Sunday, Apr. 16, 2006
People
By Rebecca Winters Keegan
MAYBE THEY CAN CALL IT AALAAN
They share an affinity for playing dark, offbeat characters in films and having an excess of vowels in their names. Now indie It couple MAGGIE GYLLENHAAL and PETER SARSGAARD will share parenting duties. Gyllenhaal, 28, whose most notorious role was as a secretary who liked spanking, and Sarsgaard, 35, who co-starred with Gyllenhaal's brother Jake in 2005's Jarhead, are engaged and are expecting a baby. The two have conducted a quiet courtship since they met four years ago. No public spats. No embarrassing photos in the tabloids. Still, we're sure the marriage will work out fine.
Q&A LAURENCE FISHBURNE
After turns as Othello, Ike Turner and The Matrix's Morpheus, Laurence Fishburne exudes a calmer vibe as a spelling tutor in Akeelah and the Bee
You have said you aim to swing like a jazz musician in every performance. How did you find your rhythm playing a professor who gardens? Jazz is classical American music, and [tutor] Larabee's a classical dude. The methods he uses to teach Akeelah, like keeping time while jumping rope and banging on a watering can, are all pretty swinging.
With the Matrix movies and your part in Mission: Impossible III this summer, have you turned into an action star? I got to do the superhero thing in The Matrix. That's always pretty swinging. In Mission: Impossible I got to do my thing, like playing with the language and the character a bit.
What are the rewards of working on a little film like Akeelah when you're not getting a big fee?
Just being able to get this movie made is a joy. It was difficult. The lead character is an 11-year-old African-American girl, and they're not making a lot of those movies.
Are you a good speller?

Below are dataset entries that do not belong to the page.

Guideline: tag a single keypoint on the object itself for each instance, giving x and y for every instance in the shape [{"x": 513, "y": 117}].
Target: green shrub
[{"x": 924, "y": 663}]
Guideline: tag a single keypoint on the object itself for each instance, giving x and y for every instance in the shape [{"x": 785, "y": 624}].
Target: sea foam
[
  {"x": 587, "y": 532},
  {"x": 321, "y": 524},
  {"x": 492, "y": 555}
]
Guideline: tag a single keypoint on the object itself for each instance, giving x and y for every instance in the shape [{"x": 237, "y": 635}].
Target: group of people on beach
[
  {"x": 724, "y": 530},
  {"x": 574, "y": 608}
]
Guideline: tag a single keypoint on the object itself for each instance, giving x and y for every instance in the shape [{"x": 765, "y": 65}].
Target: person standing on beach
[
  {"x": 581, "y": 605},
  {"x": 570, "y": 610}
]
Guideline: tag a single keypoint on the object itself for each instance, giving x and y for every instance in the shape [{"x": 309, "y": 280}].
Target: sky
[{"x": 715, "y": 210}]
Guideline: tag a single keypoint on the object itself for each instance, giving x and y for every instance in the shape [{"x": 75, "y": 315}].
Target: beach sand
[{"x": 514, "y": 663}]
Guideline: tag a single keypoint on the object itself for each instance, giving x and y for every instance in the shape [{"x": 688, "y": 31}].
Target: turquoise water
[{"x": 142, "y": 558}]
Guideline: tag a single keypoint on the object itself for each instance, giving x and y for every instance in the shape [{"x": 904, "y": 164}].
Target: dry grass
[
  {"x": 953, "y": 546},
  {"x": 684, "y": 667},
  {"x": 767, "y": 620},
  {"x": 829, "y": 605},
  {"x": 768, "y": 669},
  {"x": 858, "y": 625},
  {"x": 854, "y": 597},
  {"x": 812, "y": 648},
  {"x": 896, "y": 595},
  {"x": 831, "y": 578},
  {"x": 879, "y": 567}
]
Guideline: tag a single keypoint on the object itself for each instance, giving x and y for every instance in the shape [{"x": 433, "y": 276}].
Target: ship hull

No.
Did working on the movie make you a better speller? No.
What word best defines Laurence Fishburne? I'm really not the person to ask. [Laughs.] I don't sit around describing myself. But if I had three words, I would say "a nice guy." --By Sonja Steptoe
ANIMATED KANYE
Scoop up a few Grammys? Check. Rant about the President on live TV? Check. Launch a line of preppy duds? Check. The next item on rap star KANYE WEST'S to-do list is to create a book in the style of Japanese manga comics with animator Bill Plympton. Plympton, best known for short films that appeared on MTV in the '80s, met West when drawing the raw, smudgy animation for the hip-hop star's video Heard 'Em Say. After the two hit it off, they decided to collaborate on a book based on West's lyrics for Simon & Schuster. Can a Kanye West line of baked goods be far behind?
A NEW THEATER OF OPERATIONS What do medical actresses do when they take time off from tending the sick? Four of the women from ER are moving to the theater this spring. Perhaps they just don't like playing golf
DR. ABBY LOCKHART In Neil LaBute's off-Broadway black comedy Some Girl(s), with Eric McCormack, opening in May, Maura Tierney plays the girl who got away--a nice change from Abby, the girl who got to intubate.
P.A. JEANIE BOULET Gloria Reuben is Condoleezza Rice in Stuff Happens, a play about the Iraq war. Reuben once sang with Tina Turner, so Condi could bust out some Proud Mary if needed.
DR. ELIZABETH CORDAY As Nurse Ratched in a West End production of One Flew over the Cuckoo's Nest, Alex Kingston gets a pay and status cut but probably a cuter outfit.
NURSE CAROL HATHAWAY The creepy family reunion Julianna Margulies attends with Ali MacGraw in Broadway's Festen gets dark, but having survived being left by George Clooney's Dr. Ross, she should get through it.